Every year on Labour Day, tens of thousands of Ontario workers march through the Dufferin Gates of the Canadian National Exhibition in the Labour Day Parade organized by local and provincial unions. Every year this event is an exhilarating display by the working class of the power of its numbers and of its capacity for independent organization and action.

This year at the Labour Day celebration workers will be asking themselves many questions raised by the contrast between the potential power of the working class proudly on display and the serious challenges facing the workers' movement because of the aggressive anti-worker offensive of the rich. How is it that we are not able to mobilize our vast numbers and our unique capacity for independent action in our own interest? How is it that a rich minority can get away with electing politicians like Harper, the McGuinty-Hudak team and the Ford hooligans to do their bidding. How can these self-serving politicians act with impunity to trample on workers' rights and drive down the standard of living of working people?

There have been many outrageous attacks against the working class during the past year by the politicians serving the rich minority and the international monopolies. At this time, teachers and education workers are resisting the anti-worker legislation cooked up by the McGuinty Liberals and the Hudak Progressive Conservatives (PCs) in Bill 115, the Putting Students First Act. This legislation strips them of their right to collective bargaining and cuts their pay through a wage freeze, days off and changes to pay grids. It also is intended as a template for attacks on health care workers and other workers throughout the public sector.

Two attacks on workers in the past year though, stand out for many workers: the phony lockout and closing of the Electro Motive plant in London by the U.S. monopoly Caterpillar and the attacks on Toronto civic workers and the privatization of waste disposal services. What stands out about both of these situations is that despite the widespread belief that this wrecking was against the public interest and despite the huge popular support workers rallied to their side, both the Ford hooligans and the Caterpillar wreckers were able to do as they pleased.

The existing political arrangements enabled private interests to triumph over the interests of workers and the public interest. Despite the widespread opinion among workers in both these cases that `This shall not pass!' the workers' movement was unable to give this just stand effective political expression.

This is the problem that the workers have to solve.

How can the power of the independent social and political movements of the working class be used to stop Harper, the McGuinty-Hudak team and Ford and the entire neoliberal offensive of the global monopolies? This is the problem workers are trying to work out a solution to by participating in the September 6 Kitchener-Waterloo (K-W) by-election.

Workers have been organizing in K-W for several weeks to develop independent working class political strength. They have been calling on other workers to mobilize themselves, discuss the election with their workmates and neighbours and to go all out to defeat the candidates of the anti-worker Liberal and PC parties.

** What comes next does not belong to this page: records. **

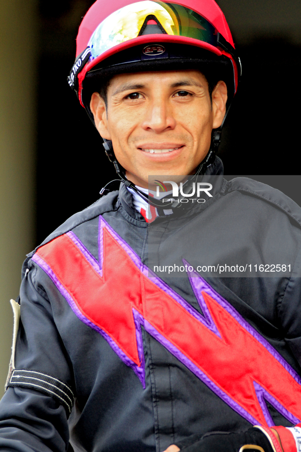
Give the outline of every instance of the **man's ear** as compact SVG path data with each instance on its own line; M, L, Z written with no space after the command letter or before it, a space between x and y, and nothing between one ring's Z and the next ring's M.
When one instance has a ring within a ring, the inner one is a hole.
M100 136L106 140L111 140L107 128L106 108L105 103L99 93L93 93L91 96L90 108L94 117L96 128Z
M216 129L222 125L226 114L226 102L228 98L227 85L220 80L212 91L212 111L213 113L213 128Z

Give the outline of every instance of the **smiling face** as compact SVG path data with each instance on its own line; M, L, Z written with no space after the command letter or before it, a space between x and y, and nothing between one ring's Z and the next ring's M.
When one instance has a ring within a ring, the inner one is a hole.
M211 102L199 71L160 71L115 75L107 107L94 93L90 107L128 179L147 188L149 175L194 174L208 153L212 128L222 123L226 100L223 82Z

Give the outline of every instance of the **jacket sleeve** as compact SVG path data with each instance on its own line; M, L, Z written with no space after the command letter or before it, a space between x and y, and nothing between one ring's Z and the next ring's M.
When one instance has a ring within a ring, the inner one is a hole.
M21 286L15 369L0 402L0 450L68 448L72 374L39 271L32 266Z

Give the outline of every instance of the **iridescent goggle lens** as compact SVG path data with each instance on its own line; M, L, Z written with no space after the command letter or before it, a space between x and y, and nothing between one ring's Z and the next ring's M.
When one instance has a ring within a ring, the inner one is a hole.
M145 0L118 10L99 24L88 43L92 59L138 36L160 33L216 44L214 28L197 13L175 3Z

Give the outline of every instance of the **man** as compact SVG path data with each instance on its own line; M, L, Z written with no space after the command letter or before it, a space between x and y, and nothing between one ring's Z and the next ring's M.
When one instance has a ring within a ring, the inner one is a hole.
M69 84L123 183L25 261L4 450L66 450L69 432L75 450L298 450L301 214L220 177L239 63L221 10L200 3L97 0L83 21ZM148 197L149 176L179 200ZM204 184L209 200L182 202ZM152 234L184 275L149 271ZM273 277L208 276L191 265L203 255Z

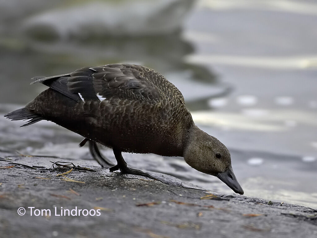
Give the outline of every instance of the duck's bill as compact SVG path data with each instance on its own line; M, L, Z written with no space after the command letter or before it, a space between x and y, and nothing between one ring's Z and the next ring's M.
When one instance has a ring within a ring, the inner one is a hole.
M218 173L216 176L235 193L242 195L244 193L242 188L238 182L231 166L224 172Z

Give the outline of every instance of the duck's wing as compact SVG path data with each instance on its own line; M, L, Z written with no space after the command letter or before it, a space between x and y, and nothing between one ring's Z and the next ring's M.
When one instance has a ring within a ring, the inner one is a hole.
M78 102L117 98L152 104L164 99L162 91L141 70L147 68L133 66L115 64L85 67L69 74L34 78L32 83L41 83Z

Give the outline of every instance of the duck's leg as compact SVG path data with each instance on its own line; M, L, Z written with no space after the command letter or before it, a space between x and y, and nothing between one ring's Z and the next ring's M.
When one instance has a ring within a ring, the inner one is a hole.
M129 168L126 164L126 163L124 161L123 157L122 157L122 152L120 150L118 150L115 148L113 148L113 153L114 154L114 157L117 160L117 162L118 164L110 168L111 171L115 171L117 170L118 169L120 169L121 173L123 174L135 174L135 175L140 175L144 176L145 177L151 179L153 179L154 180L158 180L160 182L162 182L159 179L158 179L156 178L154 178L153 176L150 175L148 173L143 172L141 170L139 169L135 169L131 168Z
M89 139L87 138L84 138L80 143L79 146L82 147L84 146L88 141L89 141L89 150L90 153L93 158L103 168L108 168L113 167L114 165L111 163L107 159L102 155L99 148L97 146L97 143L94 141Z

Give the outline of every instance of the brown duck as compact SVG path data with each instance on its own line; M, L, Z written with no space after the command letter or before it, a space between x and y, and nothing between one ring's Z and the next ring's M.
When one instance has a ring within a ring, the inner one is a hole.
M25 107L5 115L12 120L53 121L90 142L94 158L111 171L155 179L128 167L121 153L182 156L193 168L217 176L235 192L243 191L235 176L226 146L195 124L184 98L153 70L110 64L85 67L69 74L36 77L49 88ZM117 164L104 157L96 143L112 148Z

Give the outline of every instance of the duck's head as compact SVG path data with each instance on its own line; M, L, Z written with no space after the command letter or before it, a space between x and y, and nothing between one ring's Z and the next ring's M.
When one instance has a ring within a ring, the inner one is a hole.
M217 138L194 126L190 131L184 156L194 168L217 177L235 192L243 194L233 173L230 153Z

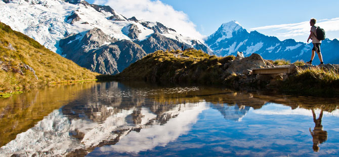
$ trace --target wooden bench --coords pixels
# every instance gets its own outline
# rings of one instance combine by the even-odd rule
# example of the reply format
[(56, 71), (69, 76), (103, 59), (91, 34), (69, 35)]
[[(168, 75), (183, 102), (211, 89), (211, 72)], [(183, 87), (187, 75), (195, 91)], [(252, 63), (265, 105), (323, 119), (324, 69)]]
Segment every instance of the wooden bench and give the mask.
[[(287, 74), (292, 74), (295, 72), (296, 66), (293, 64), (279, 65), (278, 66), (266, 68), (258, 68), (252, 70), (252, 74), (257, 74), (257, 78), (261, 77), (276, 78), (277, 76), (282, 77), (283, 80), (287, 78)], [(264, 77), (263, 77), (264, 76)]]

Injured workers have been using the K-W by-election to raise the issue of justice for injured workers since McGuinty appointed the Conservative Member of Provincial Parliament Elizabeth Witmer to chair the Workplace Safety and Insurance Board. Teachers and education workers are now joining in the K-W election campaign to put forward politics that defend their interests and public education.

On August 28, thousands of teachers and education workers rallied at Queen's Park to oppose Bill 115. Many discussed the need to organize and work for the defeat of the candidates of the Liberal and PC parties in the K-W by-election to hold these parties to account for imposing this draconian legislation on them. It would be a non-partisan stand in the sense of uniting people in action in defence of the public good but not this or that party which they may or may not believe in.

Through actions like these, the working class can begin mobilizing itself to go into sustained actions with analysis and show the real power of its numbers and determination.